📘 Project Overview: Statistical Analysis Using Python¶
Objective of the Project¶
The main goal of this project is to understand, analyze, and apply fundamental statistical concepts using a real dataset and Python programming. This project demonstrates how statistical theory connects with practical data analysis by combining descriptive statistics, inferential statistics, and visual exploration.
Through this project, we aim to answer questions such as:
- How can we summarize a dataset using statistical measures?
- How do we quantify variability and distribution?
- How can we statistically test hypotheses using real data?

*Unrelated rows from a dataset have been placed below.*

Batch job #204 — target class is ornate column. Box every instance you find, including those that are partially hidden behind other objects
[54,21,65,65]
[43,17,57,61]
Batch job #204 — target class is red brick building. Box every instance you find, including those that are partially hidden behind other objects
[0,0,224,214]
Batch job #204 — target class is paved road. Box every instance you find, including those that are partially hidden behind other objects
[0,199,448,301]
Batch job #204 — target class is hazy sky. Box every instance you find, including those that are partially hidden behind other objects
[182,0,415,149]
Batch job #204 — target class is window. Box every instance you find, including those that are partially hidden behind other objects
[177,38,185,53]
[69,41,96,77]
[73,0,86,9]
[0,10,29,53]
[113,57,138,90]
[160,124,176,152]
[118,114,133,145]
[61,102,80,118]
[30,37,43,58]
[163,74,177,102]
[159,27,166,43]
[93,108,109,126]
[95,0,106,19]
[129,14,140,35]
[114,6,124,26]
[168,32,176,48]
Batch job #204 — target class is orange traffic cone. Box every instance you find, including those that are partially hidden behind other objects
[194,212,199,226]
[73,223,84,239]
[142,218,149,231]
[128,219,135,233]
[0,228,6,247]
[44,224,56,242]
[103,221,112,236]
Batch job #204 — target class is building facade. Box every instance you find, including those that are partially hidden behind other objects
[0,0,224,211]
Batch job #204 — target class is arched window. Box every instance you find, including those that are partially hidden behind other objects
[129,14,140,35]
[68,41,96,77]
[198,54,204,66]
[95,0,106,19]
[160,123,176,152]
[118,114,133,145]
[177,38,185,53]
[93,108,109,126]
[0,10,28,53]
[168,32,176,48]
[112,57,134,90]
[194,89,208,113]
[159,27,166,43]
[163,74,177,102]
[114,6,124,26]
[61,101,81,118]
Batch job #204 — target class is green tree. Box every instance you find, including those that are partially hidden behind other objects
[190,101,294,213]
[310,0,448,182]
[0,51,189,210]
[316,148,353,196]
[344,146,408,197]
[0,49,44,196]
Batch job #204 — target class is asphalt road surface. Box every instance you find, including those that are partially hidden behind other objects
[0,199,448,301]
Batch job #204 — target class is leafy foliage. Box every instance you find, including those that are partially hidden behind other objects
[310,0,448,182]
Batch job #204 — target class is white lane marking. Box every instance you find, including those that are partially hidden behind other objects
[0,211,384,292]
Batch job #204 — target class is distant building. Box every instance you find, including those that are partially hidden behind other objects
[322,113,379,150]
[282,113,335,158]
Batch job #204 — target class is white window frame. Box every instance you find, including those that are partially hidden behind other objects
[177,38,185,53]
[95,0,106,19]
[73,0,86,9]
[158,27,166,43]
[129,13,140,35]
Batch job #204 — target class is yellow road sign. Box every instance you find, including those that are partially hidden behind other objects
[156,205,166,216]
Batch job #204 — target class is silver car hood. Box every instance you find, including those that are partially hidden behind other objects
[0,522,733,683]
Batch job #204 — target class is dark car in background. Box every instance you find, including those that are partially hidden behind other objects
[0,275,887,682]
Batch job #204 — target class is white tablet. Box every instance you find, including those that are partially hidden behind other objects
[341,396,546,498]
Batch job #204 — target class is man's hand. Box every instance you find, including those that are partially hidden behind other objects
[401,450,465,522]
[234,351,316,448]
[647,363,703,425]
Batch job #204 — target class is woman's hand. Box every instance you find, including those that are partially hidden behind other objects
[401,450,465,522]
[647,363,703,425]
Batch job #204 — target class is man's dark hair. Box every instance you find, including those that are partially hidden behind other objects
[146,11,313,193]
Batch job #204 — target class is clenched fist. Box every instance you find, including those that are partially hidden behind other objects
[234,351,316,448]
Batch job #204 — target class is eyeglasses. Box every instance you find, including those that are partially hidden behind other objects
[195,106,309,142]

- How do different groups compare with each other statistically?
🔍 What This Project Covers¶
The project is divided into multiple logical sections, each building on the previous one.
1️⃣ Exploratory Data Analysis (EDA)¶
We begin by understanding the structure of the dataset:
- Inspecting variables and their data types
- Identifying numerical and categorical features
- Understanding the overall distribution of the data
This step helps build intuition before applying statistical methods.
2️⃣ Measures of Central Tendency¶
We compute and interpret:
- Mean – average value
- Median – middle value
- Mode – most frequent value
These measures help summarize the “central location” of the data.
3️⃣ Measures of Dispersion¶
To understand variability in the data, we calculate:
- Variance
- Standard Deviation
- Interquartile Range (IQR)
These describe how spread out the values are around the center.
4️⃣ Understanding Data Distribution¶
We analyze:
- Skewness → direction of asymmetry
- Kurtosis → tail heaviness of the distribution
Visual tools such as histograms and boxplots are used to reinforce interpretation.
5️⃣ Hypothesis Testing¶
We apply statistical tests to draw conclusions from data:
a) One-sample t-test¶
Tests whether a sample mean differs from a known population mean.
b) Independent two-sample t-test¶
Compares means between two independent groups.
c) One-way ANOVA¶
Tests whether there are statistically significant differences among three or more groups.
Each test includes:
- Null and alternative hypotheses
- Test statistic
- p-value interpretation
6️⃣ Visualization for Statistical Insight¶
Data visualization plays a key role in understanding patterns:
- Histograms for distributions
- Boxplots for group comparison
- Scatter and density plots for relationship analysis
Visuals support and validate statistical findings.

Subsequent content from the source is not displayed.